Controlling The Search Engine Spiders

Most, but not all, blog owners eagerly anticipate the arrival, upon their blog, by the search engine spiders.

The spiders come to index your blog, when the search engines recognise your blog's existence in the Blogosphere.

For those blog owners who don't want their blogs indexed, Blogger provides the settings, in Settings - Basic - Privacy, "Add your blog to our listings?" (for internal Blogger spiders, and Blogger links) and "Let search engines find your blog?" (for external spiders).

The privacy settings control the content of the "robots.txt" file in the blog.

The spiders, when well behaved, read "robots.txt" for instructions.

The spiders, when interested, read "robots.txt" for instructions. You can modify "robots.txt", using the dashboard "Search preferences" wizard.

You make the privacy settings changes, and let Blogger maintain "robots.txt" on your behalf. Alternately, you can use "Settings" - "Search preferences", if you are daring.

These settings are at the blog level - one setting affects the entire blog. If you would like only a part of the blog protected, make a second blog (blogs are free), and include one blog in the other. If you would like specific URLs protected, use the URL removal tool in Google Webmaster Tools.

Read "Search Console" reports carefully, and learn the meanings.

If you use Google Webmaster Tools / Search Console, maybe to add a sitemap or otherwise analyse or maintain your blogs search engine relationship, you may see some interesting details
URL restricted by robots.txt (http://myblog.blogspot.com/search/label/mylabel)
and you'll generally have one of these notations for each label in the blog.

Those restrictions are normal. All label searches are restricted, so the search engines won't detect the label searches as containing duplicate content.
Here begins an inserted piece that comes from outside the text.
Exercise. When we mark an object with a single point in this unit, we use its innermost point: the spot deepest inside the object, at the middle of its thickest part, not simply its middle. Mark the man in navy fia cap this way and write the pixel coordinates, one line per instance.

Your blog shouldn't depend upon label searches for your readers to find each post.

Some search engines will index private blogs.

Interestingly, I note that the search engines can have access to blogs that require permission to read. Private blogs can't have blog feeds, but the search engines can still index them. The "robots.txt" file is advisory only; search engines may honour the files directives, or they may ignore the directives.

Comments

Aussie Golfing said…
Thanks for the answer
Hoe kan ik al dat bezoek van volgende blogs blokken? Men kan mijn blog helemaal niet lezen en ik krijg een vals beeld van de echte bezoekers.
Pratik Jain said…
User-agent: Mediapartners-Google
Disallow:

User-agent: *
Disallow: /search
Allow: /

Sitemap: http://jprogramming0509.blogspot.com/feeds/posts/default?orderby=UPDATED

This is my robots.txt content.
2 of my URLs are blocked.How to remove it..??
Chuck Croll said…
Pratik,

Your posts are indexed using the main page / post pages URLs.

If posts were also indexed using label searches, you would have the same content being indexed under two different URLs. This would look like duplicated content, to the search engines. Both the indexing using main page / post pages, and using label searches, would be penalised.

Do not remove the "robots.txt" code - that code prevents indexing using label searches - and that is to your benefit.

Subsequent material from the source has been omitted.